Thank you all very much for your answers!
It's a good advice, and I'd love to get it checked by someone. It's just a bit difficult to find the right person, as generally, existing readers don't really like to get spoiled, and it's a bit difficult to ask someone with no interest to my comic to read 20+ pages for context. But I may be able to exchange that against another service with a friend.
I don't think I'm in this kind of position, but it may be, as you noted earlier, blindness, and I may not realize that it's actually what's happening. I don't know.
I'll put a bit more context under spoiler at the end of the message.
This is the most difficult for me I think. I actually started publishing last year very early after even discovering the existence of webcomics, because I thought that if I was not starting publishing very early with clearly beginner skills, and waited to get better.. I would NEVER publish anything because I would always look for more and more perfection. I find it easy to be very, very imperfect than pretty good but not as good as I want.
That part I put in bold... Happens just... all the time!
Not the problem in this case (see spoiler at end of my message) but it does occur to me a lot. Sometimes I just drop the idea, sometimes I recycle it somewhere else, and sometimes it starts a new subplot, which is something I won't do anymore in the future because my story is going out of hands with subplots 
Ah yes, true, I'm never entirely happy, and know I will never be regardless of how much I may improve in the future. I only judge the quality of a page relatively to other recent pages, I suppose that's the safest, and the fairest.
Good to know!
I think I'll finish this section, get one or two people to check it, and if there is nothing shocking to them, I'll work toward the 'accepting below average pages' solution 
More info on problem for those who'd be interested:
Spoiler
So the scene I have problem with is a funeral scene. Very, very simple funeral, just a pyre and 2 (living) characters, the dead person and a semi-materialized manifestation of a goddess.
The scene is important for the plot, but not really more than any other scene (it's a very contemplative comic with many subplots, no scene is immensely more important than the previous one). However, I had my main characters preparing for the funeral at the end of chapter one, and jumping directly to events happening after the funeral would require changing things in the next 30 pages or so, to reintroduce in a different way all the info supposed to be given during the funeral, which I'm not ready to do.
Now, the whole funeral scene is about 10 pages long, but I only have a problem for the 2-3 last pages with the manifestation of the goddess.

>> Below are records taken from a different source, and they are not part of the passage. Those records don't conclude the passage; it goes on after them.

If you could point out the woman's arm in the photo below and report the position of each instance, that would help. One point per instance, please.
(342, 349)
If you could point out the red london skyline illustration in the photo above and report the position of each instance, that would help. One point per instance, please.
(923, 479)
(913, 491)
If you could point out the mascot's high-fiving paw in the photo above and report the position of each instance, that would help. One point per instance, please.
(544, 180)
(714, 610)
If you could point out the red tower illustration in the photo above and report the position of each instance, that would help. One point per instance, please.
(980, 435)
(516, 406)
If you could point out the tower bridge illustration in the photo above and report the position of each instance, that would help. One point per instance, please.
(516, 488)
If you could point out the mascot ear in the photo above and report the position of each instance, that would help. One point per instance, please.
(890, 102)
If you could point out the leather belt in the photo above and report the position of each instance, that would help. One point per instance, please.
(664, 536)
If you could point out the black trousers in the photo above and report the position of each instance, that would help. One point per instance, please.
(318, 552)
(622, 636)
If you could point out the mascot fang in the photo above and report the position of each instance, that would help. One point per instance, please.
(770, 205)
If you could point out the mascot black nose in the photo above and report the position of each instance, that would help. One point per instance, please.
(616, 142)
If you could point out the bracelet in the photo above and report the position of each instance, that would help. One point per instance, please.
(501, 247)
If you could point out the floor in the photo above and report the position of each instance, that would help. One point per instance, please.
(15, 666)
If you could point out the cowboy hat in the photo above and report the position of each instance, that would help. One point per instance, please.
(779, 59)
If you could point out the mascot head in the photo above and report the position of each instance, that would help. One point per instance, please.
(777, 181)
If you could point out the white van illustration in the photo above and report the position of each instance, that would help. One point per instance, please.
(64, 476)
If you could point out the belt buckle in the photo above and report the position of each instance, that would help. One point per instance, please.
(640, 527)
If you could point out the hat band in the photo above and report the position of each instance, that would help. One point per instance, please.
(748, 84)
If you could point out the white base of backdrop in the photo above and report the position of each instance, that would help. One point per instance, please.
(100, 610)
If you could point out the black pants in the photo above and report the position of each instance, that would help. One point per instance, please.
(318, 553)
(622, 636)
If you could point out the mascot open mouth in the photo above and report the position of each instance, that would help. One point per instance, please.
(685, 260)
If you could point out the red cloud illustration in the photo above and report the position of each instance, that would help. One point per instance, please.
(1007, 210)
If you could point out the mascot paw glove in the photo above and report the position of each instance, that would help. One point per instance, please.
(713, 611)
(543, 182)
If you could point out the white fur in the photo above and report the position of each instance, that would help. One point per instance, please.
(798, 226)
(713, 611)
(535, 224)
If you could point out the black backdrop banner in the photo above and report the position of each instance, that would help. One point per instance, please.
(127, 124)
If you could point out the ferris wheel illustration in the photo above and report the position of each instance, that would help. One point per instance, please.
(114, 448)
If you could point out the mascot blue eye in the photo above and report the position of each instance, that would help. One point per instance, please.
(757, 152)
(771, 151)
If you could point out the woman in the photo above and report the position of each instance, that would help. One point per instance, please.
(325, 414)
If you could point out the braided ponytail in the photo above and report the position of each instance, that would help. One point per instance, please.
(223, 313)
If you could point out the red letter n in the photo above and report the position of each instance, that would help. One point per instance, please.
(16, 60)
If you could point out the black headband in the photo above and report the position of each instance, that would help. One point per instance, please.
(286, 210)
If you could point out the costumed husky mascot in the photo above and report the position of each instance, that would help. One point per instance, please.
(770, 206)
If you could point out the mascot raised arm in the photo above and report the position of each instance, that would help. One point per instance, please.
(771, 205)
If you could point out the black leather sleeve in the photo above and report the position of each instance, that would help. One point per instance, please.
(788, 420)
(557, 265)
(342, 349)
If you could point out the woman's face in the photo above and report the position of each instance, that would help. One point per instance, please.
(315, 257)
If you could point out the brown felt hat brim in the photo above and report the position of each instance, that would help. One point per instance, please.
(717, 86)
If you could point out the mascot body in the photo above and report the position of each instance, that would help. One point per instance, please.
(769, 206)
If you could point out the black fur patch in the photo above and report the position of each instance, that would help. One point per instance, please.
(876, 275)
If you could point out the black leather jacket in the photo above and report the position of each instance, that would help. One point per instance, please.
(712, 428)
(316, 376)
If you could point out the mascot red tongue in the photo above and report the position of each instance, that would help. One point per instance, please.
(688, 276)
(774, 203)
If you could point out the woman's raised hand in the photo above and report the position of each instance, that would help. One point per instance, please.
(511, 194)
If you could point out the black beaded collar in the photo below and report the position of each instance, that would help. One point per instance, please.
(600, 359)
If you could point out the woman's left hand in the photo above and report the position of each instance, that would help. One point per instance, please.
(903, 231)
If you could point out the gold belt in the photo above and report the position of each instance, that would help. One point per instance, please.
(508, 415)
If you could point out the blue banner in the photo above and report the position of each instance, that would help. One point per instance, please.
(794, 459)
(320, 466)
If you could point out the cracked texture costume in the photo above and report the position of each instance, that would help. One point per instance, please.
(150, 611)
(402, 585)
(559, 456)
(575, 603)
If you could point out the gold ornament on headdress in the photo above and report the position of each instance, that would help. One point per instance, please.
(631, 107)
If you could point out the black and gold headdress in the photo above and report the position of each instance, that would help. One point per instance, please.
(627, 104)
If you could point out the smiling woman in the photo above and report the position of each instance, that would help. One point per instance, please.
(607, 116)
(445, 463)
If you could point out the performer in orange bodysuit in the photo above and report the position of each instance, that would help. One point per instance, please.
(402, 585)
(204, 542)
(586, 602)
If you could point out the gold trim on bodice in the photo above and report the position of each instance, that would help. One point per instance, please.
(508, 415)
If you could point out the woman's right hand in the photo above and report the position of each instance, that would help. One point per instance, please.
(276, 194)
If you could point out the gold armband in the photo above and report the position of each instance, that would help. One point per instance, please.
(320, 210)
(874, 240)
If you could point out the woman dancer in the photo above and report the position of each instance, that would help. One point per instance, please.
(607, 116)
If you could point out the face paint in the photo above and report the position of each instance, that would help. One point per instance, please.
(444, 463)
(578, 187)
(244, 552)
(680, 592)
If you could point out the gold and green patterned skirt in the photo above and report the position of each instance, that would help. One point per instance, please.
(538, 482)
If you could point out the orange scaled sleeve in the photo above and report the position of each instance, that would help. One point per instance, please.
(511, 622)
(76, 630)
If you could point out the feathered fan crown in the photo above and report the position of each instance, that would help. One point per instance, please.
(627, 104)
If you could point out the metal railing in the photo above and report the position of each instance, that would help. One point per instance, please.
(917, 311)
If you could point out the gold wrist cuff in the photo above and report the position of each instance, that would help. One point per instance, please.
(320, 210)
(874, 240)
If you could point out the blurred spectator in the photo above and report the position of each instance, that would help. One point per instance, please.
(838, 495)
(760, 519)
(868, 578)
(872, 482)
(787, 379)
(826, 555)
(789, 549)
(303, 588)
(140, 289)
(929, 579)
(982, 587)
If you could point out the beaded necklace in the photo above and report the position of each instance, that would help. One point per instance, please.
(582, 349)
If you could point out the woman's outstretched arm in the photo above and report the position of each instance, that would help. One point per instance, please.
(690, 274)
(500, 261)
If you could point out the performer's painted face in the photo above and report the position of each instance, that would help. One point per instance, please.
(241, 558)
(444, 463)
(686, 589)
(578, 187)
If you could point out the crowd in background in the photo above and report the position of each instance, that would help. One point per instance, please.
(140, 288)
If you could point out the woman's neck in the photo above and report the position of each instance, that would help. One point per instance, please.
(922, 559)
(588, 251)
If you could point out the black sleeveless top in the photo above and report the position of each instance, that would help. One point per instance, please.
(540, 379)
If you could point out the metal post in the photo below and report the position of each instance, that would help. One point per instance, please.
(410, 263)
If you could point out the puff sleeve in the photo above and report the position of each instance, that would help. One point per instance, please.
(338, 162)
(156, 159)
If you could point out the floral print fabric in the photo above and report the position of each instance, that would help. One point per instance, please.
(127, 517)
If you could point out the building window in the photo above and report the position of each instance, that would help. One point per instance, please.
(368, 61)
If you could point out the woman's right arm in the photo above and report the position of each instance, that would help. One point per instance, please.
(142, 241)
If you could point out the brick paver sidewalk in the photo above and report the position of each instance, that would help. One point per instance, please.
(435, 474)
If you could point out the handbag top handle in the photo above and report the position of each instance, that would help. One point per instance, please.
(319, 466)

All the info is there, but it looks very underwhelming. To give an idea of the ambiance I'd like: before being a comic, I wrote that story for a musical project, and that scene was supposed to be an instrumental piece with sarangi as the main instrument, with this kind of ambiance : https://www.youtube.com/watch?v=2gi6aG6DDMY (starting at 0:19. Obviously NOT my composition, but similar ambiance).
It's VERY emotional and spiritual music to me, which worked great to evoke vividly a divinity presence, and I can't even start to obtain something similar in drawing, I know it's partially due to the fact my drawing skills are pretty low at this time, but I felt I did better in conveying specific ambiances in other pages, so I'm a bit disappointed I can't get something I like for this scene. (For eg. just before the appearance of the goddess I have a panel with a completely ablaze pyre that I know have many mistakes, but I love it and it sets just the right ambiance).
As I'm writing I'm wondering if the problem is that I set too high standards to myself for these few pages; then getting them read by someone else would be very essential as they could tell me if they see the quality dropping between the page I like very much and the next pages.. Maybe I'm creating problems that don't exist?